Combined-table vs split-table layout

Objects/dictobject.c #L1-120

Every PyDictObject has a pointer to a PyDictKeysObject (the keys block) and either an inline ma_values array (split table, for type instance dicts) or NULL (combined table, for general dicts).

The keys block holds a sparse index array at the front followed by a dense PyDictKeyEntry array at the back. Index array entries are 1, 2, or 4 bytes wide depending on dk_size (up to 255, up to 65535, or larger), saving memory for small dicts.

// Objects/dictobject.c:85
// dk_indices is a variable-length array of int8/int16/int32 at the end
// of the PyDictKeysObject allocation.

Split tables allow multiple instances of the same class to share one PyDictKeysObject, with each instance holding only a compact PyDictValues array. A key-sharing dict becomes combined on first write that deviates from the shared key order.

insertdict: probe sequence

Objects/dictobject.c #L281-420

The probe sequence is:

// Objects/dictobject.c:310
perturb = hash;
i = (size_t)hash & mask;
// ...
perturb >>= PERTURB_SHIFT; // PERTURB_SHIFT = 5
i = (i * 5 + perturb + 1) & mask;

This is a pseudo-random walk derived from the full hash, avoiding the clustering problems of pure linear probing. Deleted slots (DKIX_DUMMY) are reused on insert but skipped on lookup unless a live entry is found first.

_PyDict_Merge: update and copy

Objects/dictobject.c #L701-850

_PyDict_Merge handles three callers: dict.update(), the dict(other) constructor, and **kwargs unpacking at a call site.

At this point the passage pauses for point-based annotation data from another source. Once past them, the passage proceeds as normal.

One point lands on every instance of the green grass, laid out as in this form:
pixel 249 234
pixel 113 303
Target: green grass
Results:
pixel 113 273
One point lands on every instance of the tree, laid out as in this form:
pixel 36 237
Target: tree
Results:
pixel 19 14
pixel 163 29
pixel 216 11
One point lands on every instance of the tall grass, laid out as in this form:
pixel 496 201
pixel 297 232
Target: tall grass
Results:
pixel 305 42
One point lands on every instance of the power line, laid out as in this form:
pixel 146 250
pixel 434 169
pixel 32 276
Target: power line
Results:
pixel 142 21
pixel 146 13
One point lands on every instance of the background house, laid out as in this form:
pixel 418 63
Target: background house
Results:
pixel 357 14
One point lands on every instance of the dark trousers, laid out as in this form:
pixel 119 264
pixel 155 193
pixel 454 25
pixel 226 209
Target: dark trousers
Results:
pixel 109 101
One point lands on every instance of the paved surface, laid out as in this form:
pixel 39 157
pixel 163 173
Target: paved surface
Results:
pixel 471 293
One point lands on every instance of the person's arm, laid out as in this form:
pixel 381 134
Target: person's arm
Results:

The fast path checks whether both operands are exact dict instances with no active watchers. When true, it copies the dense entries array in a single pass and rebuilds the index in bulk, which is substantially faster than repeated insertdict calls. The override parameter controls whether existing keys are kept or replaced, matching Python's documented update() semantics.

gopy notes

  • objects/dict.go uses a Go map[Object]int for the index and a []dictEntry slice for the dense ordered entries, approximating CPython's combined-table layout without manual index-array width optimisation.
  • The compact ordering guarantee (insertion order preserved) is maintained by appending to the dense slice and never reordering on resize.
  • _PyDict_Merge fast path is replicated in DictMerge in objects/dict_mutate.go; the slow path falls through to individual SetItem calls.
  • dict_keys_inorder is used internally when expanding **kwargs; gopy replicates this in vm/eval_call.go via DictKeysInOrder.
  • Watcher events are forwarded through objects/protocol.go matching the four CPython event kinds: ADDED, MODIFIED, DELETED, CLEARED.
  • 3.14 introduces _PyDict_SetItemRef and _PyDict_GetItemRef with strong reference semantics. These are mapped to DictSetItemRef and DictGetItemRef in objects/dict.go.